Тола всё больше была смешенной, поглядела на него, желая эту насмешку разоружить мягким взглядом. Теодора это ещё больше возмутило…
К счастью, докторова, занятая Куделкой, не расслышала оправдания.
Тола как можно быстрей схватила стул – Мурминский стоял как вкопанный при корзине с цветами. Какое-то время в покое царило неприятной молчание. Теодор исподлобья смотрел на бледную и дрожащую женщину, которая уже на него глядеть не смела… была смешенная и грустная.
Подняла наконец глаза на Теодора.
– Вы говорили о переменах, наибольшие я нахожу не в вашем лице, – сказала она мягко, – но во взгляде на мир… Из нескольких слов его уже легко угадать. Вы были раньше, пан, снисходительным, мягким, а сегодня…

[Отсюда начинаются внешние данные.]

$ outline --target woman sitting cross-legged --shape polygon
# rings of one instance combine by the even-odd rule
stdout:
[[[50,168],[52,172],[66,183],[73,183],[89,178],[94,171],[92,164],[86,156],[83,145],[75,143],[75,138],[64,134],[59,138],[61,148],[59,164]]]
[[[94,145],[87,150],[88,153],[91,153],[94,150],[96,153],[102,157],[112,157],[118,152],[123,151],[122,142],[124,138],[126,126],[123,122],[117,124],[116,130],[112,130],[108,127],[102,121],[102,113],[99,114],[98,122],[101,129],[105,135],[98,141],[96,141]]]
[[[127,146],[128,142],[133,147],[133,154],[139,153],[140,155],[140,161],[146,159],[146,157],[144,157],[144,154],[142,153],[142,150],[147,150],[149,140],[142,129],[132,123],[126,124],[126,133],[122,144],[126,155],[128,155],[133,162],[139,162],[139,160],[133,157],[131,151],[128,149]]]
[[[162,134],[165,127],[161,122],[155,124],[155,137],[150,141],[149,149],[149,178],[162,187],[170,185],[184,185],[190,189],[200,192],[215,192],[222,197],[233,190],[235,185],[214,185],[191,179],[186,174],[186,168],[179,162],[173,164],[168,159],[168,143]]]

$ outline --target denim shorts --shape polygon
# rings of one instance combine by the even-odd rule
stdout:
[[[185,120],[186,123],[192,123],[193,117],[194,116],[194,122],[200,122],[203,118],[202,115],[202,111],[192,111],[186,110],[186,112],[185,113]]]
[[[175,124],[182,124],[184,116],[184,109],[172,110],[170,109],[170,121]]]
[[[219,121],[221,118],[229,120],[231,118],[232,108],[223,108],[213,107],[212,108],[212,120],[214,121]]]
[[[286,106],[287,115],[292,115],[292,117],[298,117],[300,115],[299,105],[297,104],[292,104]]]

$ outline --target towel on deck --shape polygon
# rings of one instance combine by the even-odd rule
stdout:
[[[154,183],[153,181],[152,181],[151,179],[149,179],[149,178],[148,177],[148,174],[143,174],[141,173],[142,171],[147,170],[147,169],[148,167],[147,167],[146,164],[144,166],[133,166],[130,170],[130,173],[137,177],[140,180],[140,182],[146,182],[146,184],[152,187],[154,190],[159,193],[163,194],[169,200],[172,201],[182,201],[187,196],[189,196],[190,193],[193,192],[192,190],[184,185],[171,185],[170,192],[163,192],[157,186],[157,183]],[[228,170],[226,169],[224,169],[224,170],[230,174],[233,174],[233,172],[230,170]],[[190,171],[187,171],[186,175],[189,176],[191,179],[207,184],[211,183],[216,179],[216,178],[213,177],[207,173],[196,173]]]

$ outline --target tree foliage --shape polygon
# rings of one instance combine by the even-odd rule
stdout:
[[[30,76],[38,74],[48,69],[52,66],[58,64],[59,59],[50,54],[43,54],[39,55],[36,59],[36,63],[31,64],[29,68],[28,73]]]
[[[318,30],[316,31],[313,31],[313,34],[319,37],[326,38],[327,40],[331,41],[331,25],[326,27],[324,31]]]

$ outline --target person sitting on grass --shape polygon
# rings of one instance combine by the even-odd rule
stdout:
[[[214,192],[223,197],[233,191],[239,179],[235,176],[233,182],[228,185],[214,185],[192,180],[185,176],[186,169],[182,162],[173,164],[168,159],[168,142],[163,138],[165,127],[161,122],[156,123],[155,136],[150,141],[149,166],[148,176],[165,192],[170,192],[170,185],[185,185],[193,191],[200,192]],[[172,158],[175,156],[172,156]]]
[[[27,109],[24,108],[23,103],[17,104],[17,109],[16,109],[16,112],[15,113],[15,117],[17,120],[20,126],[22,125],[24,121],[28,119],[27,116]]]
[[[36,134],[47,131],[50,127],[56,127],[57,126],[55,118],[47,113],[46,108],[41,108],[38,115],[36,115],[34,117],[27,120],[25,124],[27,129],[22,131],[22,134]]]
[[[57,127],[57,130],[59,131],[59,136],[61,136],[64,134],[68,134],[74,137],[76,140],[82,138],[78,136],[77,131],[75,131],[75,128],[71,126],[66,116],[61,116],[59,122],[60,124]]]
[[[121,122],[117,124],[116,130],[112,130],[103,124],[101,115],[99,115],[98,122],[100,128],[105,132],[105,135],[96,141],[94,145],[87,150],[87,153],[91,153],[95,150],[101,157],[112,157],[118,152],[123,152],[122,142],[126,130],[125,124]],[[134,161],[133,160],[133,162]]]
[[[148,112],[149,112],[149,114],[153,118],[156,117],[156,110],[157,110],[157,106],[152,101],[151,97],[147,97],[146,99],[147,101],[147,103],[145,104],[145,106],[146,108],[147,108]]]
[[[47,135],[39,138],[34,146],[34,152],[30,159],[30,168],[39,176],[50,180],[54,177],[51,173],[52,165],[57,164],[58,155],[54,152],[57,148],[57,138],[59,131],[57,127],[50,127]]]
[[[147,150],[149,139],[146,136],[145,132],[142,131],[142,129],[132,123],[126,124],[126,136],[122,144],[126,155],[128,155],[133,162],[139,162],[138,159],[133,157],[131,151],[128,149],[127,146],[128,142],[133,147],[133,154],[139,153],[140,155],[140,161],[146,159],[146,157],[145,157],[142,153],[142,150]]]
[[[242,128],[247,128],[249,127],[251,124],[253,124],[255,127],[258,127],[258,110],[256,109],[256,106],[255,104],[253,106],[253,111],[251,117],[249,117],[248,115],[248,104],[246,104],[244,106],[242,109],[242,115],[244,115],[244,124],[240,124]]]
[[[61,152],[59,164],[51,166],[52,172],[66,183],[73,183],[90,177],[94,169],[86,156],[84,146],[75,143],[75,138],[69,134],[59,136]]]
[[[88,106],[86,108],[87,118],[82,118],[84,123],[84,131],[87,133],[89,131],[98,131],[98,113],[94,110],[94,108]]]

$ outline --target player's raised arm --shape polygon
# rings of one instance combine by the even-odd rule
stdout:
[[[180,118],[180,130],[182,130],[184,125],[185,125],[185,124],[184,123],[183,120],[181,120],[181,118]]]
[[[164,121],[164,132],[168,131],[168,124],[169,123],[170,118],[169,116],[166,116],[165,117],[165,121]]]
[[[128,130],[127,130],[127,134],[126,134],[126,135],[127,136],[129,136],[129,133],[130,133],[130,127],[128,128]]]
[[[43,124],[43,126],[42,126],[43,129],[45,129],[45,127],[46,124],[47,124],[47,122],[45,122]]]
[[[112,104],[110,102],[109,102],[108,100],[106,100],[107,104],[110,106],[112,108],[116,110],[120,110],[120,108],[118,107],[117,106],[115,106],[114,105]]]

– Человек меняется, – сказал Теодор.
Докторова под предлогом цветов отвела Куделку, громко разговаривая с ним, в первый покой, так что Теодор с Толой остались одни. Мурминский глазами искал шляпу.
Тола хотела перевести разговор на иное, более нейтральное поле.

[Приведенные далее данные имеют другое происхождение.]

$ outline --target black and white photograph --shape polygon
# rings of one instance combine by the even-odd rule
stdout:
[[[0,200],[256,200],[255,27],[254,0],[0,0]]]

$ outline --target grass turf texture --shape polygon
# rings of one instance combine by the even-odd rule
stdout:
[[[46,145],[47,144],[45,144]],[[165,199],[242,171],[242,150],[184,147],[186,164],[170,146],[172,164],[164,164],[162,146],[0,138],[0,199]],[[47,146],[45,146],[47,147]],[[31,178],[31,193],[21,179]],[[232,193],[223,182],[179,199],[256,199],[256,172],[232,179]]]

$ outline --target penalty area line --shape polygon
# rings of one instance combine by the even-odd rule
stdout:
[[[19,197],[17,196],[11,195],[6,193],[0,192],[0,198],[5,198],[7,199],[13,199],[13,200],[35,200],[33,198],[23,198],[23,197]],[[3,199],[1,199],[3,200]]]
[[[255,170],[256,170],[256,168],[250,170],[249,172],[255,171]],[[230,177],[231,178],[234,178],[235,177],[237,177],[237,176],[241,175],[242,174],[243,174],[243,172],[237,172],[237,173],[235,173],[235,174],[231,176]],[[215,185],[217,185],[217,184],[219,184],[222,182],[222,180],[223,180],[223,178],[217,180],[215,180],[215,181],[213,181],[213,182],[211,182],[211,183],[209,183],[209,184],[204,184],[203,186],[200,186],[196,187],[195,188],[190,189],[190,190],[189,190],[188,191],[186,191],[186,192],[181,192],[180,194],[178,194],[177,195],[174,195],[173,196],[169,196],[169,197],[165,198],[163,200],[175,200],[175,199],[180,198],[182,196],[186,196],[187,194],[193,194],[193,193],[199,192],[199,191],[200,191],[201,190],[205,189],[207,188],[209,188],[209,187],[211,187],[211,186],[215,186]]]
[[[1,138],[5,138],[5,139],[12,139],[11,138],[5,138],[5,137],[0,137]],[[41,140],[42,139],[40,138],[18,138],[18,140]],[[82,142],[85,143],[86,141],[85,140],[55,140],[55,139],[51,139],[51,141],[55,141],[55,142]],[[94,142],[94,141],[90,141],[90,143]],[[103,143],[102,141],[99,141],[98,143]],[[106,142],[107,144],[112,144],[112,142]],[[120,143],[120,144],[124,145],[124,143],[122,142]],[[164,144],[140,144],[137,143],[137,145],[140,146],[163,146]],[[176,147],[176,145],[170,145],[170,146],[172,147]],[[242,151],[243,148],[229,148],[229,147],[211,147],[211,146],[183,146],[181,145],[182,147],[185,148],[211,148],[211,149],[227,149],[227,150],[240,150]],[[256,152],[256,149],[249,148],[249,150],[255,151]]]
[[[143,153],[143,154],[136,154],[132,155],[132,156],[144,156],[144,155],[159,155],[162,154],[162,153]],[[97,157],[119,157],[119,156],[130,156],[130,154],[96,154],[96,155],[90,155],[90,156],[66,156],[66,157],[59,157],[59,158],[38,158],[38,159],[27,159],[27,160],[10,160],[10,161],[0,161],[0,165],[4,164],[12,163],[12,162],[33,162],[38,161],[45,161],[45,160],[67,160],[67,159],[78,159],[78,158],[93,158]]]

– Откуда вы к нам сюда прибыли? – спросила она.
– Я был в Африке, – сказал Теодор, – служил в заграничном легионе, немного раньше таскался по Мексике и Бразилии, был даже в Индиях… Казалось бы, что где-нибудь должен был погибнуть… нет…
– Вы одичали, пан, среди диких, – прибавила Тола, несмело поглядывая.
– Я вернулся, пани, к состоянию природы. Руссо был прав, эта искусственная цивилизация портит нас… состояние природы – это, по крайней мере, состояние правды. Люди, не играя комедию, попросту убивают друг друга, жарят, едят, говорят что думают, а так как думают немного, не болтают до избытка. Спят больше и очень здоровы.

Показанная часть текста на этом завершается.